Five universities will now be able to further their work focused on innovations in textile manufacturing thanks to grants from the Walmart Foundation and the U.S. Conference of Mayors.
The grants were awarded as part of the U.S. Manufacturing Innovation Fund that the Walmart Foundation and Mayors launched in March 2014. The fund will provide $10 million in grants over the course of five years for advancing domestic manufacturing or assembly of consumer products stateside.
Grant recipients were chosen based on their ability to address two current—and key—challenges: reducing the cost of domestic textile manufacturing for apparel and home textiles; and improving manufacturing processes for multiple consumer products.

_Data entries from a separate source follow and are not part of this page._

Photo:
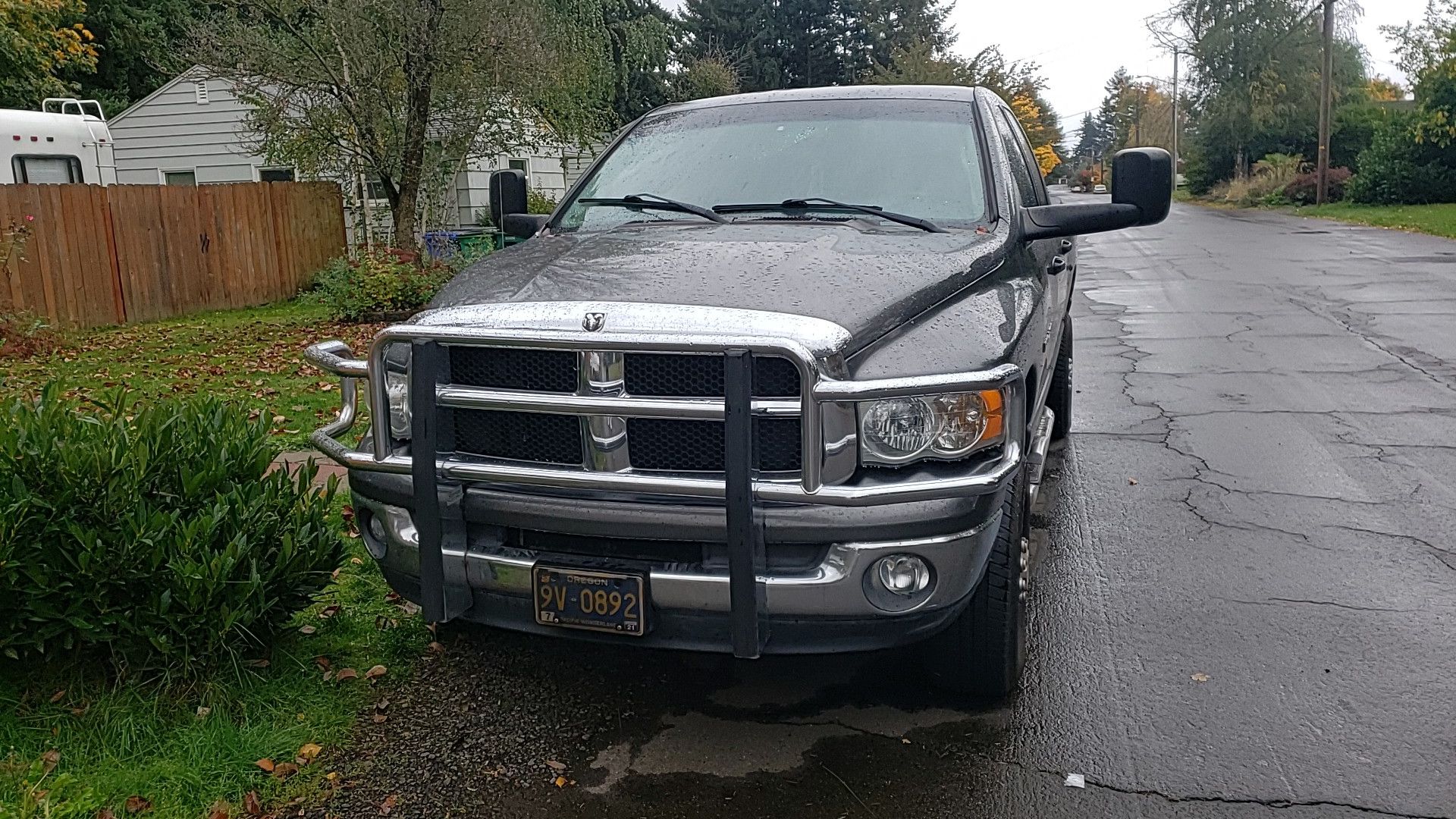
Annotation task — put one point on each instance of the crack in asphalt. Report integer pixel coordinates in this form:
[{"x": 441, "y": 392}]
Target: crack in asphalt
[
  {"x": 1276, "y": 601},
  {"x": 1175, "y": 798},
  {"x": 1367, "y": 335}
]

“Through these grants we hope to help remove the barriers to revitalizing and growing U.S. apparel manufacturing, while creating more sustainable production processes,” Kathleen McLaughlin, president of the Walmart Foundation and chief sustainability officer for Walmart, said.
Thursday’s award announcement marked the second round of funding under the grant, and the 2016 winners are:
- Clemson University, Endorsed by Greenville Mayor Knox H. White, for energy and effluent reduction through innovative dyeing of polyester fabrics
- Oregon State University, Endorsed by Corvallis Mayor Biff Traber, for environmentally conscious dyeing of fabrics using continuous digital printing and drying of biopigment inks
- University of Texas at Austin, Endorsed by Austin Mayor Steve Adler, for on-loom fabric defect inspection using contact image sensors
- North Carolina State University, Endorsed by Raleigh Mayor Nancy McFarlane, for developing a non-stop tying-in process/approach to improve weaving efficiency
- Cornell University, Endorsed by Ithaca Mayor Svante L. Myrick, for recycling post-consumer textile waste and a raw material substitute for new textiles
“America’s mayors work every day to create good jobs for the people who live in our cities and metro areas. The five projects we’ve recognized today will lead to manufacturing jobs in their respective cities and eventually, across the country,” said Tom Cochran, CEO and executive director of the U.S. Conference of Mayors.
Walmart wants to revitalize American manufacturing, and according to a statement, from the Conference of Mayors, “The commitments represent a significant investment that will help accelerate the pace of U.S. manufacturing. By making production in the U.S. more cost-effective and efficient, the global retailer believes it can bring American consumers more American-made products and ultimately create jobs in communities across the country.”